In this website, you can find all what you need to know about PyXAI, with more than 10 Jupyter Notebooks, including:
- The installation guide and the quick start
- About obtaining models:
- How to prepare and clean a dataset using the PyXAI preprocessor object?
- How to import a model, whatever its format? Importing Models
- How to generate a model using a ML cross-validation method? Generating Models
- How to build a model from trees directly built by the user? Building Models
- How to save and load models with the PyXAI learning module? Saving/Loading Models
- About obtaining explanations:
- The concepts of the PyXAI explainer module: Concepts
- How to use a time limit? Time Limit
- The PyXAI library offers the possibility to process user preferences (prefer some explanations to others or exclude some features): Preferences
- Theories are knowledge about the dataset. PyXAI offers the possibility of encoding a theory when calculating explanations in order to avoid calculating impossible explanations: Theories
- How to compute explanations for classification tasks? Explaining Classification
- How to compute explanations for regression tasks? Explaining Regression
- How to use the PyXAI's Graphical User Interface (GUI) for visualizing explanations?
Here is an example (it comes from the Quick Start page):
from pyxai import Learning, Explainer
learner = Learning.Scikitlearn("tests/iris.csv", learner_type=Learning.CLASSIFICATION)
model = learner.evaluate(method=Learning.HOLD_OUT, output=Learning.DT)
instance, prediction = learner.get_instances(model, n=1, correct=True, predictions=[0])
explainer = Explainer.initialize(model, instance)
print("instance:", instance)
print("binary representation:", explainer.binary_representation)
sufficient_reason = explainer.sufficient_reason(n=1)
print("sufficient_reason:", sufficient_reason)
print("to_features:", explainer.to_features(sufficient_reason))

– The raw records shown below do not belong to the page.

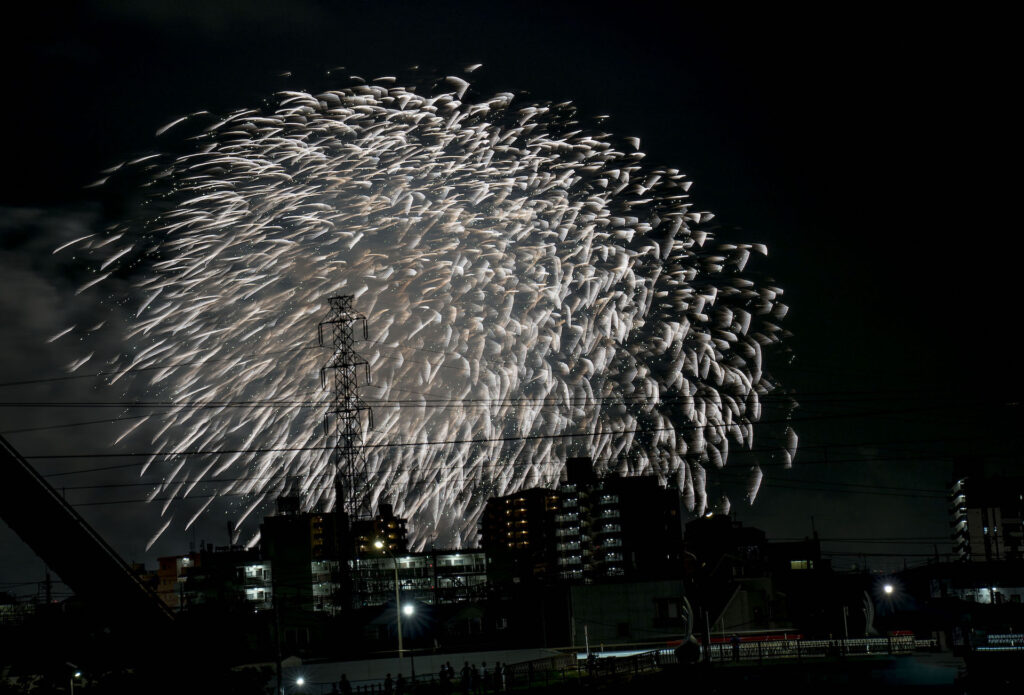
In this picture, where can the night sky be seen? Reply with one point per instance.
(870, 150)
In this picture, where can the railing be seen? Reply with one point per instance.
(807, 649)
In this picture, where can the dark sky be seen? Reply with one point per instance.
(869, 149)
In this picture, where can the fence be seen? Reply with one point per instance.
(810, 649)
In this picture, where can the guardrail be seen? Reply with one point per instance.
(809, 649)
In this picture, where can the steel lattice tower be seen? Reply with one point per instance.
(350, 468)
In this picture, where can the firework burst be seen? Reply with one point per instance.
(532, 292)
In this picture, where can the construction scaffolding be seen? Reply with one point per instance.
(350, 468)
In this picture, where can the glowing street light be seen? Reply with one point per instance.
(398, 609)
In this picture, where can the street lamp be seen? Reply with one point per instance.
(379, 545)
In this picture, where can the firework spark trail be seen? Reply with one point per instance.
(499, 251)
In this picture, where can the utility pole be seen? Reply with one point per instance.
(350, 483)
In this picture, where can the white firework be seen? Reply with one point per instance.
(532, 292)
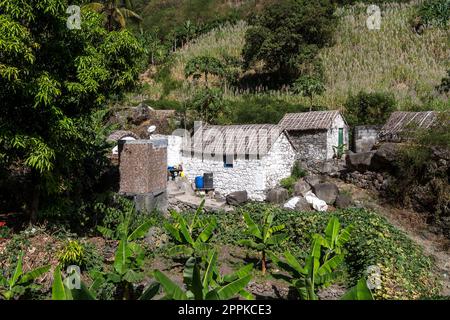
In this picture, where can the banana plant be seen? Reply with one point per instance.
(265, 236)
(20, 282)
(321, 265)
(359, 292)
(128, 262)
(205, 284)
(191, 237)
(62, 291)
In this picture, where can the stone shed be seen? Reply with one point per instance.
(365, 137)
(241, 157)
(143, 172)
(315, 135)
(401, 125)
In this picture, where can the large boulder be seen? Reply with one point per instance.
(359, 161)
(327, 192)
(313, 180)
(343, 201)
(237, 198)
(140, 114)
(384, 157)
(301, 188)
(278, 196)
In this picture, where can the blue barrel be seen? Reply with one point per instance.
(199, 184)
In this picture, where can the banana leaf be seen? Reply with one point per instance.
(230, 290)
(58, 288)
(172, 290)
(33, 274)
(151, 291)
(140, 231)
(359, 292)
(253, 228)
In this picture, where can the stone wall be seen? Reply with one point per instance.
(376, 181)
(279, 162)
(174, 144)
(311, 145)
(255, 176)
(143, 166)
(365, 137)
(333, 136)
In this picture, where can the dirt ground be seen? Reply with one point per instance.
(413, 224)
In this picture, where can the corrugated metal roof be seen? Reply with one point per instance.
(235, 139)
(314, 120)
(401, 121)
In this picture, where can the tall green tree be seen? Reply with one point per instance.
(52, 78)
(204, 65)
(116, 12)
(286, 33)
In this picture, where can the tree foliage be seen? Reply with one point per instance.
(116, 12)
(52, 78)
(369, 108)
(204, 65)
(287, 33)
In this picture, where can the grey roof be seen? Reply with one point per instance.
(120, 134)
(401, 122)
(235, 139)
(314, 120)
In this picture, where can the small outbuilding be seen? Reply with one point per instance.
(401, 125)
(317, 136)
(253, 158)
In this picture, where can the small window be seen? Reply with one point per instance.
(228, 161)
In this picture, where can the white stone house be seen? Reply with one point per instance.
(253, 158)
(174, 144)
(315, 135)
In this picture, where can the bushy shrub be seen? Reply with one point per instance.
(406, 271)
(369, 108)
(72, 253)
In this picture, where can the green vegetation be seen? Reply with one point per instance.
(320, 269)
(60, 86)
(287, 35)
(45, 124)
(265, 236)
(116, 12)
(206, 286)
(71, 254)
(20, 282)
(191, 237)
(369, 108)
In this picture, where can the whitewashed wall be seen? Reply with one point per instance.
(254, 176)
(246, 175)
(333, 135)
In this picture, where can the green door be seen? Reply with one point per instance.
(341, 137)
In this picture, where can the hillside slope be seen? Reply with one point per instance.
(393, 59)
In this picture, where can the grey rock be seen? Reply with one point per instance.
(384, 157)
(359, 161)
(313, 180)
(237, 198)
(140, 114)
(343, 201)
(278, 195)
(327, 192)
(301, 188)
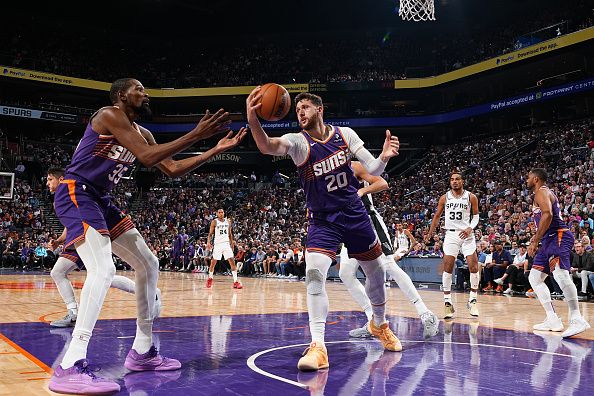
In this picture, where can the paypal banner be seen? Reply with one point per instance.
(532, 97)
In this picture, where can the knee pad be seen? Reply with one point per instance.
(348, 270)
(314, 281)
(562, 277)
(536, 277)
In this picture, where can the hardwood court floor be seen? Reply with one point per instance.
(269, 313)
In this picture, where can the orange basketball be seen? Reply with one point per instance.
(276, 102)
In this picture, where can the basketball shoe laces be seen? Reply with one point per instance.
(90, 371)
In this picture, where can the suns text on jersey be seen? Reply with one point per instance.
(329, 164)
(120, 154)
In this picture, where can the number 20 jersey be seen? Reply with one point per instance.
(326, 175)
(457, 211)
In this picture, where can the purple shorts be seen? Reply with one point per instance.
(349, 225)
(73, 256)
(555, 250)
(79, 206)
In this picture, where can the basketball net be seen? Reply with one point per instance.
(417, 10)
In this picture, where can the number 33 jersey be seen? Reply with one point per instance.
(325, 168)
(457, 211)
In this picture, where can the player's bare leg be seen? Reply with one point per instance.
(446, 279)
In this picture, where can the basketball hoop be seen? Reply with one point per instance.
(417, 10)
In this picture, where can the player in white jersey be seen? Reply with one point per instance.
(348, 267)
(403, 241)
(69, 260)
(461, 217)
(223, 247)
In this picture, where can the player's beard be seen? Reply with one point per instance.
(311, 122)
(144, 111)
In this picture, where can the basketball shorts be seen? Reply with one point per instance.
(221, 250)
(555, 249)
(350, 225)
(401, 252)
(79, 206)
(73, 256)
(453, 244)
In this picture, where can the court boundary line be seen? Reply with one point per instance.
(26, 354)
(251, 361)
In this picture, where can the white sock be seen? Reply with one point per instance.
(347, 273)
(446, 282)
(59, 274)
(475, 279)
(77, 349)
(132, 248)
(95, 251)
(569, 291)
(544, 296)
(72, 307)
(317, 299)
(374, 287)
(122, 283)
(144, 331)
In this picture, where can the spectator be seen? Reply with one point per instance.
(582, 266)
(517, 273)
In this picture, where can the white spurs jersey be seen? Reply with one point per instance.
(221, 231)
(401, 241)
(457, 211)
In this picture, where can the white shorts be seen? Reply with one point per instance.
(401, 253)
(453, 244)
(222, 250)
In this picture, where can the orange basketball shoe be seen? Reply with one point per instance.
(386, 336)
(315, 357)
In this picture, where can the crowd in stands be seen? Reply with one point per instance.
(371, 56)
(268, 212)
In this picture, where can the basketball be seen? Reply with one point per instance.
(276, 102)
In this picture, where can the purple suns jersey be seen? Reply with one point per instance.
(556, 223)
(99, 160)
(326, 175)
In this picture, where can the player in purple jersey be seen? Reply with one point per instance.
(336, 214)
(110, 144)
(69, 260)
(553, 256)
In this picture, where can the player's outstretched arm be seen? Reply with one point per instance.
(376, 166)
(266, 144)
(436, 217)
(210, 235)
(113, 121)
(410, 236)
(376, 183)
(176, 168)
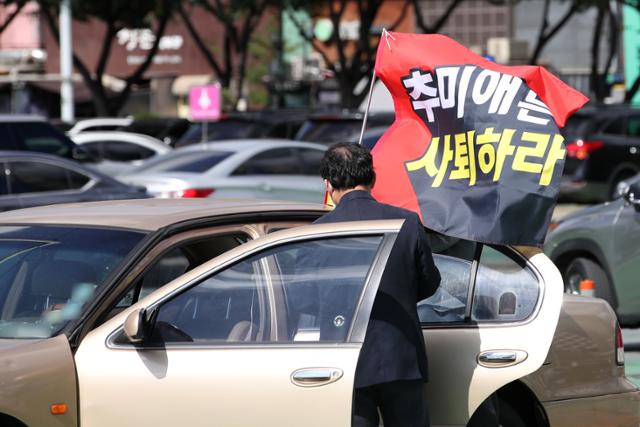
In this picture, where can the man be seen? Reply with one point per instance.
(392, 367)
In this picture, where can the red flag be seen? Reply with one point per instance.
(496, 152)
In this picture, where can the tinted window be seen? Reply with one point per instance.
(616, 127)
(48, 274)
(94, 149)
(41, 137)
(32, 177)
(279, 161)
(120, 151)
(321, 282)
(185, 161)
(506, 290)
(633, 126)
(331, 131)
(310, 160)
(77, 180)
(449, 302)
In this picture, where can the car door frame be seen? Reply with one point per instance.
(162, 241)
(102, 338)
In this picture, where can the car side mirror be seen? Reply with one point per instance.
(136, 325)
(632, 195)
(81, 154)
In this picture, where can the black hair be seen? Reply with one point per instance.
(346, 166)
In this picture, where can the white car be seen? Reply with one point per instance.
(99, 123)
(253, 168)
(118, 152)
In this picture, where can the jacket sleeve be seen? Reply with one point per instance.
(429, 276)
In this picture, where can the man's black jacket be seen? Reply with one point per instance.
(393, 348)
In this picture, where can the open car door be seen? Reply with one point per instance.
(490, 323)
(267, 334)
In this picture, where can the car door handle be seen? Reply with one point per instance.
(314, 377)
(501, 358)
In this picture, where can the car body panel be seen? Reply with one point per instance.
(163, 391)
(454, 398)
(52, 382)
(222, 177)
(153, 214)
(609, 234)
(608, 410)
(585, 341)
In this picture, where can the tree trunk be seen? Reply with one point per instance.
(594, 78)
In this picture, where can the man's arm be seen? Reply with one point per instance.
(430, 280)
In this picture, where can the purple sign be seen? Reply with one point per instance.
(204, 102)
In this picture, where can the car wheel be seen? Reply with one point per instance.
(509, 417)
(584, 268)
(613, 188)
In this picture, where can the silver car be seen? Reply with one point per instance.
(600, 245)
(257, 169)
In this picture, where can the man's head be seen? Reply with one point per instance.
(347, 167)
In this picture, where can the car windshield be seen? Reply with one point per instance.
(48, 274)
(185, 161)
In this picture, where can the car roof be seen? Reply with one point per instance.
(8, 118)
(146, 214)
(241, 144)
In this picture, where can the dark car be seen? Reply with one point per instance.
(264, 124)
(599, 244)
(329, 128)
(34, 133)
(35, 179)
(603, 149)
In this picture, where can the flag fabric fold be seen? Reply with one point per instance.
(475, 148)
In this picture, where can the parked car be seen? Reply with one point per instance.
(100, 123)
(35, 179)
(266, 169)
(90, 330)
(600, 243)
(116, 152)
(167, 129)
(263, 124)
(34, 133)
(329, 128)
(603, 149)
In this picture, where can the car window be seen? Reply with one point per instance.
(48, 274)
(33, 177)
(185, 256)
(633, 127)
(320, 282)
(615, 127)
(449, 302)
(41, 137)
(310, 160)
(277, 161)
(122, 151)
(94, 149)
(77, 180)
(4, 185)
(184, 161)
(506, 290)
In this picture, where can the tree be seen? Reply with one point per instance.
(238, 19)
(115, 15)
(440, 22)
(355, 59)
(548, 31)
(17, 8)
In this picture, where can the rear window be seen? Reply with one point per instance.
(187, 161)
(40, 137)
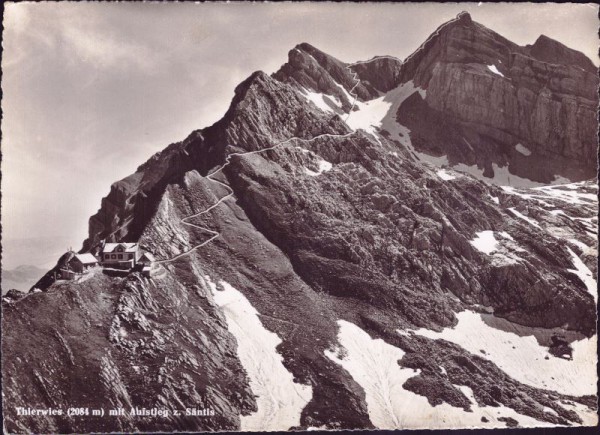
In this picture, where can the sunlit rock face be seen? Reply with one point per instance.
(330, 250)
(486, 94)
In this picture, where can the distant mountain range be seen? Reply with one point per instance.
(383, 244)
(21, 278)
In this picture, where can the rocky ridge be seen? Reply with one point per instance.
(348, 226)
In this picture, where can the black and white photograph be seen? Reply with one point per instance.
(298, 216)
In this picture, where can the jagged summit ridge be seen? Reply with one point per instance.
(342, 254)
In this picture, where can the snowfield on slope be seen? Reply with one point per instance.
(373, 364)
(584, 274)
(279, 399)
(324, 166)
(522, 357)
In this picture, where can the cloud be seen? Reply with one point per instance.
(103, 50)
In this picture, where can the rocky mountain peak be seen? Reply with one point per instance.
(549, 50)
(334, 227)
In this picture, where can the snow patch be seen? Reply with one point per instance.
(373, 364)
(584, 274)
(381, 113)
(525, 218)
(571, 195)
(485, 242)
(522, 358)
(444, 175)
(280, 400)
(493, 69)
(581, 245)
(522, 149)
(324, 166)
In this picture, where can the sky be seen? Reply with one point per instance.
(93, 89)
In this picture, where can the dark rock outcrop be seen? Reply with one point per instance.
(543, 97)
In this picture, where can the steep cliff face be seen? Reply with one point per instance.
(489, 95)
(306, 244)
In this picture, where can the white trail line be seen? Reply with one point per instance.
(215, 234)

instance, prediction = learner.get_instances(model, n=1, correct=False)
explainer.set_instance(instance)
contrastive_reason = explainer.contrastive_reason()
print("contrastive reason", contrastive_reason)
print("to_features:", explainer.to_features(contrastive_reason, contrastive=True))
explainer.open_GUI()
As illustrated by this example, with a few lines of code, PyXAI allows you to train a model, extract instances, and get explanations about the classifications made.